National Treasurer Rosalia de Leon and Finance Secretary Benjamin Diokno have insisted that while pension funds like the SSS and the GSIS are banned from investing in the Maharlika Investment Corporation (MIC), the corporation that will be created to handle and manage the MIF, they can still invest in its projects.

They both said that while state pension funds cannot “directly and indirectly” invest or subscribe even in MIC bonds, the SSS and GSIS may still invest in the project level on the recommendation of a yet-to-be created risk management unit that will be tasked to assess and determine what projects pension funds can finance.

But Drilon insisted Paragraph 2, Section 6 and Section 12 of the proposed legislation “explicitly prohibits” government agencies, government-owned and controlled corporations, and pension funds from investing in the MIF in whatever level.

Drilon pointed out that Paragraph 2, Section 6 of the bill states that the seed money for the MIF will come from “preferred shares of two hundred fifty million equivalent to one hundred twenty-five billions pesos (125,000,000,000.00) to be made available for subscription by the National Government, its agencies or instrumentalities, GOCCs or GFIs, except Social Security System (SSS), Government Service Insurance System (GSIS), Philippine Health Insurance Corporation (PhilHealth), Home Development Mutual Fund (Pag-IBIG), Overseas Workers Welfare Administration (OWWA), and Philippine Veteran Affairs Office (PVAO) Pension Fund.”

Drilon also cited Section 12 which states that “government agencies and GOCCs providing for the social security and public health insurance of government employees, private sector workers and employees, and other sectors and subsectors, such as but not limited to the SSS, GSIS, PhilHealth, Pag-IBIG Fund, OWWA, and PVAO Pension Fund shall be absolutely prohibited whether mandatory or voluntary, to invest in the MIF.”

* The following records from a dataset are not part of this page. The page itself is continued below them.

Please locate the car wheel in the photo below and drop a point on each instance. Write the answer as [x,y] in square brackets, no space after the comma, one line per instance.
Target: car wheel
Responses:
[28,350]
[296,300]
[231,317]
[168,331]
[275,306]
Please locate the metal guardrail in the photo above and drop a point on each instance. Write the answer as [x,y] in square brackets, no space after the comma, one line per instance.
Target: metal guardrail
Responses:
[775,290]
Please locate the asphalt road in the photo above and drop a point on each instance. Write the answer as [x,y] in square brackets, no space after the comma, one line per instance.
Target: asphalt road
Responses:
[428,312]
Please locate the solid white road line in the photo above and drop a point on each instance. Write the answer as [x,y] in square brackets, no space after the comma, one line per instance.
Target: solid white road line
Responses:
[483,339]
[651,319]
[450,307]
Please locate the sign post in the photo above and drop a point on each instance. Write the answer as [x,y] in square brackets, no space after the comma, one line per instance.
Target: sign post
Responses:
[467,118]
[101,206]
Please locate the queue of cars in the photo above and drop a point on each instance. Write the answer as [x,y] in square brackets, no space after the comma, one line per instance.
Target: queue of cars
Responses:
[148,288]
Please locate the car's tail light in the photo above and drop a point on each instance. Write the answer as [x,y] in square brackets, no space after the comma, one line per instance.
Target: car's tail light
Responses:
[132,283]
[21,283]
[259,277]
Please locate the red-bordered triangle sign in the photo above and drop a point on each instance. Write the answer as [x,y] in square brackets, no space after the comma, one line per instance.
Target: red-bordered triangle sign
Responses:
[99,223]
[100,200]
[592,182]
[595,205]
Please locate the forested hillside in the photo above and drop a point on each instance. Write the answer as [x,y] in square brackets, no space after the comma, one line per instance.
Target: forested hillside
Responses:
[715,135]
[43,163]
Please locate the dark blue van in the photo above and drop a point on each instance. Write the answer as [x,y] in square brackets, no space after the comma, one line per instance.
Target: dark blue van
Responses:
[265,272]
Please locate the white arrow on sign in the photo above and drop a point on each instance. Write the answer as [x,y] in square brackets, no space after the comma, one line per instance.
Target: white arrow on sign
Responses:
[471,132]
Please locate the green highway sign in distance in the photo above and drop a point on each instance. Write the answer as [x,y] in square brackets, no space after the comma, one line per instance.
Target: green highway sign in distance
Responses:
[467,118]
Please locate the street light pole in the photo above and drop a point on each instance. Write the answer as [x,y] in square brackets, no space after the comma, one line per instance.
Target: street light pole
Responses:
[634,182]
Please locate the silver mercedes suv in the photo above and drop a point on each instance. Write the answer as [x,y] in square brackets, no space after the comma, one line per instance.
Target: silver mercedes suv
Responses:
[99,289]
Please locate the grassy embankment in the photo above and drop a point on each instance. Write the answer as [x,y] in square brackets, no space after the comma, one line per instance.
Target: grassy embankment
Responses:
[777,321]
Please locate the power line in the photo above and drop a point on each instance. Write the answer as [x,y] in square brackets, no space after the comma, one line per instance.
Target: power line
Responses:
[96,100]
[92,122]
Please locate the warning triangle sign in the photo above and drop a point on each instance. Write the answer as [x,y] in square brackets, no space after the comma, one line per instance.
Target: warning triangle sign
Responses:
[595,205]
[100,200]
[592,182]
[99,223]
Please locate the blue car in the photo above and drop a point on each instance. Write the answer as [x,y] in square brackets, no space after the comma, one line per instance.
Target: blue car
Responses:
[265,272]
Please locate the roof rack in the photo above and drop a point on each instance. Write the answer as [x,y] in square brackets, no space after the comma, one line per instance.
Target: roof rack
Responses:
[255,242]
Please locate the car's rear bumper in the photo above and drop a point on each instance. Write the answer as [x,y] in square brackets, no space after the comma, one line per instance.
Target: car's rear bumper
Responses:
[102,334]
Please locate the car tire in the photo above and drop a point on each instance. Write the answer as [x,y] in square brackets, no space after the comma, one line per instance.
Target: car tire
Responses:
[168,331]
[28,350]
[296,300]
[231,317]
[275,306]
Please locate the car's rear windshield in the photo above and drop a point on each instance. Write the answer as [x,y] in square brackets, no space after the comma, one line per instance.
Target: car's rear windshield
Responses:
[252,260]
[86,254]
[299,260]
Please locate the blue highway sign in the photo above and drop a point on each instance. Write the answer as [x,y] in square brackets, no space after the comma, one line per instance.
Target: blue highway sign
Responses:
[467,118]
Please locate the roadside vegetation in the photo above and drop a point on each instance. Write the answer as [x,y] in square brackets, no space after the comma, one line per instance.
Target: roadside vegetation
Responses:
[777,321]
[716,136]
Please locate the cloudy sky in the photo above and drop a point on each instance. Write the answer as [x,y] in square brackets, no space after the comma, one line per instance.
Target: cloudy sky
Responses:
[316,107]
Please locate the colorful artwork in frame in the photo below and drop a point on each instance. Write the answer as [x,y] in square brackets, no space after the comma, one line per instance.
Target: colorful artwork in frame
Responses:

“What the Congress directly prohibits cannot be done indirectly. Let’s avoid making pronouncements that undermine this prohibition and sidestep the intent of Congress,” Drilon said.

Drilon said funds held in trust by the government are distinct from the dividends generated by the Bangko Sentral ng Pilipinas and other state-owned banks, which will serve as major sources of capitalization for the MIF.

“It is important to note that the funds held in trust by the government, through these GOCCs, are not of the same nature as the funds of the Bangko Sentral ng Pilipinas and other state-run banks. These funds held in trust are not dividends. They are funds from private contributions,” he said.

“The prohibition against state pension funds’ investment in the MIF is there precisely to safeguard the integrity of the funds and protect the pension of the retirees,” he added.

Drilon said the government should respect the boundaries and legislative intent established by Congress regarding the prohibition.

He warned that the Board of Directors of these GOCCs can be held liable if they invest in the MIF or in any of its activities.

“The provisions would protect public funds held in trust from undue exposure or risks associated with the establishments of a state-owned investment fund,” Drilon said.